Justin Case - Monday, November 13, 2006 - link
The fact is, the quad Opteron box reviewed (DL585) _can_ sustain higher performance than the Xeon 5160 (close to 90% higher, using optimized binaries), correct? So, unless the Opteron box costs twice as much as the 5160 box (identically supported and configured, apart from the CPUs / MB), it delivers more bang for the buck.Is this a server test or a CPU core test? It's filed under "IT / Computing", not under "CPU / Chipset", so I have to assume it's supposed to be the former.
So what if one server has twice (or 100 times) as many cores as the other? You might as well argue that the servers must be compared at the same clock speed, with the same amount of on-die cache, or with the same type of memory. All those things might be relevant when comparing CPU architectures (then again...), but not when you're comparing complete systems. The whole point of a server comparison is to see what kind of performance you get for the price. If one server is 70% more expensive but 80% faster, it's still a better deal for people who need the extra performance. That extra performance can be due to a higher clock speed, more CPUs, more cores per CPU, better memory bandwidth, a dedicated coprocessor, magic imps, whatever. But it doesn't make any sense to "compensate" for those variables (or for one of those variables) and ignore the fact that server X can and does deliver better performance than server Y when both make full use of their resources.
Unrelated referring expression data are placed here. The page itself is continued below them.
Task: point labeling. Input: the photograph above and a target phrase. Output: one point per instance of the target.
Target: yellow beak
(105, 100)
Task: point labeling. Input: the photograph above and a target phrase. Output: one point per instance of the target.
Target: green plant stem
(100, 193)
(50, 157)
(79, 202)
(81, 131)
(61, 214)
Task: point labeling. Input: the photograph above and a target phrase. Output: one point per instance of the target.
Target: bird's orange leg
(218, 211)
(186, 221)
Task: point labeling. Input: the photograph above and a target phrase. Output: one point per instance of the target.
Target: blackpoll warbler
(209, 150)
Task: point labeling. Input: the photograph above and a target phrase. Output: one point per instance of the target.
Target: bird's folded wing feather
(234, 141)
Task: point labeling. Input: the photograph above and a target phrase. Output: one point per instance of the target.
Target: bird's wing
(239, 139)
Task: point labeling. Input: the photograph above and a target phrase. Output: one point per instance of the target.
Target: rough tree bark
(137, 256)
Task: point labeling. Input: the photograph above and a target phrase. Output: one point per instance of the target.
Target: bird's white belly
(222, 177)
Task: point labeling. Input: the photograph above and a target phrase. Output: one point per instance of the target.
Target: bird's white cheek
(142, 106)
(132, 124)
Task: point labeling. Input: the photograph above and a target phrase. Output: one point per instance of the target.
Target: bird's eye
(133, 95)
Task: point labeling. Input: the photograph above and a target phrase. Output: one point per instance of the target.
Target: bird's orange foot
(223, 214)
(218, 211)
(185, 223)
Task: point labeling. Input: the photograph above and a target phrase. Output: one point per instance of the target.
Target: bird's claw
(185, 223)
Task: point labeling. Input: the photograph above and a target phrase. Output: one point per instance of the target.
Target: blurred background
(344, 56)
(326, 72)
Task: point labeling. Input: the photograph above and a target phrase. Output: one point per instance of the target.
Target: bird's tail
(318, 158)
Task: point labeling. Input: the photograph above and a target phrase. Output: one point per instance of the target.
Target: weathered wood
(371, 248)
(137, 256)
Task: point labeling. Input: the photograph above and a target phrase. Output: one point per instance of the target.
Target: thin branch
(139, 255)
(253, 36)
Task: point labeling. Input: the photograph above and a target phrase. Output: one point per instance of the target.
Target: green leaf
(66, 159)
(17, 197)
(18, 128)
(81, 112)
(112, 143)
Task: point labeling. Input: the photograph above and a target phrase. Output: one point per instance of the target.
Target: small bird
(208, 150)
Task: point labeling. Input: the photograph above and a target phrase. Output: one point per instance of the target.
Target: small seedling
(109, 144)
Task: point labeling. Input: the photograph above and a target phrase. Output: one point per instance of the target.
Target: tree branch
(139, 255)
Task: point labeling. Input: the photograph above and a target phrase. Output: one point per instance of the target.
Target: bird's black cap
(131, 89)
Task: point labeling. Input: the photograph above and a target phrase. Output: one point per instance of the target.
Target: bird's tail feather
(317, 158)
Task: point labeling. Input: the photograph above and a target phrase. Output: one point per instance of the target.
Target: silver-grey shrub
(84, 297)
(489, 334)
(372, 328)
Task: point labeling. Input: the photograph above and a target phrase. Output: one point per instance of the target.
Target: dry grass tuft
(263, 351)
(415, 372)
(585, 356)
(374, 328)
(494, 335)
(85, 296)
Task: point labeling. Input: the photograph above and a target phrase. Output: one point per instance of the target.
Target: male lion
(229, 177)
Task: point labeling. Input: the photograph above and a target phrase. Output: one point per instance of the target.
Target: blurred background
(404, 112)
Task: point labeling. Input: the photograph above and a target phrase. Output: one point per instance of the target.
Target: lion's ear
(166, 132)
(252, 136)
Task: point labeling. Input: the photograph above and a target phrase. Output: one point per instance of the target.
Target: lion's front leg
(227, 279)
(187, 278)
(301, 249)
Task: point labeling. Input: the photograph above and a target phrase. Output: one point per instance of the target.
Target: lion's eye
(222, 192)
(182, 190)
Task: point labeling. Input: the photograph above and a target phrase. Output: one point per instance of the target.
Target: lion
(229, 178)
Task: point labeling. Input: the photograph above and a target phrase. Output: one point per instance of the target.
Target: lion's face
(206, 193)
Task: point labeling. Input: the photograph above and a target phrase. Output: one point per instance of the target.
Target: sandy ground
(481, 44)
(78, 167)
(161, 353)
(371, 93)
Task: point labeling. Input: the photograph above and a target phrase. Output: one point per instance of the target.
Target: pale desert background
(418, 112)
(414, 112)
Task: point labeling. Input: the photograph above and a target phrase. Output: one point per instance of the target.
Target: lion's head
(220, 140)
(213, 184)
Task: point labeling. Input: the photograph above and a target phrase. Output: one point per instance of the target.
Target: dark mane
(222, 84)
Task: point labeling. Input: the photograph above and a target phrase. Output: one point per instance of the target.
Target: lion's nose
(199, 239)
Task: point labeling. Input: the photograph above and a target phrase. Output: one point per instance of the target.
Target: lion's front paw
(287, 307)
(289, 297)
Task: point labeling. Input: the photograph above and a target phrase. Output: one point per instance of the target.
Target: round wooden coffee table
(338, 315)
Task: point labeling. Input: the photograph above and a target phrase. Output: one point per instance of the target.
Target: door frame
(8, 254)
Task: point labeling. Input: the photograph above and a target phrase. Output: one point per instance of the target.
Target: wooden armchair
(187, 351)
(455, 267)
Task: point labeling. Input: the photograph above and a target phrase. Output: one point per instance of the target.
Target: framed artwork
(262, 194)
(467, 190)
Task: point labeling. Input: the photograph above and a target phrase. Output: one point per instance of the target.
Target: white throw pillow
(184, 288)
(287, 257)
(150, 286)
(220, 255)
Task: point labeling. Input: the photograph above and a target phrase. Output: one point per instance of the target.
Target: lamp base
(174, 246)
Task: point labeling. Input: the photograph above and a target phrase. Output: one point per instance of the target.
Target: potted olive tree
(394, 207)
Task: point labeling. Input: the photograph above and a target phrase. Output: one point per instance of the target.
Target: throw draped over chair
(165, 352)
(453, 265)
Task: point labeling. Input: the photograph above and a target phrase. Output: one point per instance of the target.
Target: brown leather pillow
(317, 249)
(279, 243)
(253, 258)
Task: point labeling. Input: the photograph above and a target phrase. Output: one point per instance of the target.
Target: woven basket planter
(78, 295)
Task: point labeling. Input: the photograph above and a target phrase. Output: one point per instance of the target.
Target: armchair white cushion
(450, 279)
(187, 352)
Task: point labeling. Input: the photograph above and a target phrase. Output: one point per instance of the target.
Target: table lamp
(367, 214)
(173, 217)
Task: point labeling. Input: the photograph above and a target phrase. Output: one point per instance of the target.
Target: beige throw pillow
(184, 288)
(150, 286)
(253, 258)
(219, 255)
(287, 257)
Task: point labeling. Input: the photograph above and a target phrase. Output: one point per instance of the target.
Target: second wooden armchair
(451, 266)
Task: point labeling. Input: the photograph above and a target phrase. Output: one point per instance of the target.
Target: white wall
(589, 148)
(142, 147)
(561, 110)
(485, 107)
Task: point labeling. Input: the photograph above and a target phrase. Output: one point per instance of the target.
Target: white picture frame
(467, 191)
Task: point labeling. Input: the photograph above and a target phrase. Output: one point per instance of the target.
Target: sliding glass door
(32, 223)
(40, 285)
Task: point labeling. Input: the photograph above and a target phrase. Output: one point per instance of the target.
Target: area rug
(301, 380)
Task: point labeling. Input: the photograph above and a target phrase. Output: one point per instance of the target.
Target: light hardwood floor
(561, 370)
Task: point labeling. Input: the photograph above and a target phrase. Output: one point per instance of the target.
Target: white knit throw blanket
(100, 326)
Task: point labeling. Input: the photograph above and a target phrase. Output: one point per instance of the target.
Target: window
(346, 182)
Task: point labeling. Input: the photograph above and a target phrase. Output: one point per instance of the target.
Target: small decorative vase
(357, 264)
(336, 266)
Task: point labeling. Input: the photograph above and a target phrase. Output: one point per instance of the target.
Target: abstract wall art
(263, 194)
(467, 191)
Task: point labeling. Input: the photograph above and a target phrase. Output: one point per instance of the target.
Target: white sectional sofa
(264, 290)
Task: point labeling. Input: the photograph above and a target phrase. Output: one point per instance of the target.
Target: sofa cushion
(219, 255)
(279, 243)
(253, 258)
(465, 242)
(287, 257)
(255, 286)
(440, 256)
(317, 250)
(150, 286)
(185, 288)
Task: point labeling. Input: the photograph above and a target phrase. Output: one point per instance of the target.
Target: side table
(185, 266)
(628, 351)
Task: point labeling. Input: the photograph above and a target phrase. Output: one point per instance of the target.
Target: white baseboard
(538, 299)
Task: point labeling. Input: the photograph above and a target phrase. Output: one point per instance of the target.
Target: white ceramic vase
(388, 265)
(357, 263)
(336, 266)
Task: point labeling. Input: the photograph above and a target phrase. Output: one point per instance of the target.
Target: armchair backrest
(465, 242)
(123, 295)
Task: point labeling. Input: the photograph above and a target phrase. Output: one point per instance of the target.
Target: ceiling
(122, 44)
At 4 threads, the 5160 is the fastest system of those tested. So what if it has a 20% clock speed advantage? It's still the fastest, right? You're not going to artificially cripple its clock speed to match the others; doing that wouldn't make any sense (because, in the real world, no buyer / server admin would do that). So why cripple the other systems by limiting the number of threads they are running? In that test (with unoptimized binaries), the Sun box reaches the highest performance, period. With optimized binaries, the Opteron box manages to pull slightly ahead. Of course, then you have to take price into account, and maybe for a lot of people the 5160-based server will be the better deal, but you can't say it performs better when, objectively, it does not.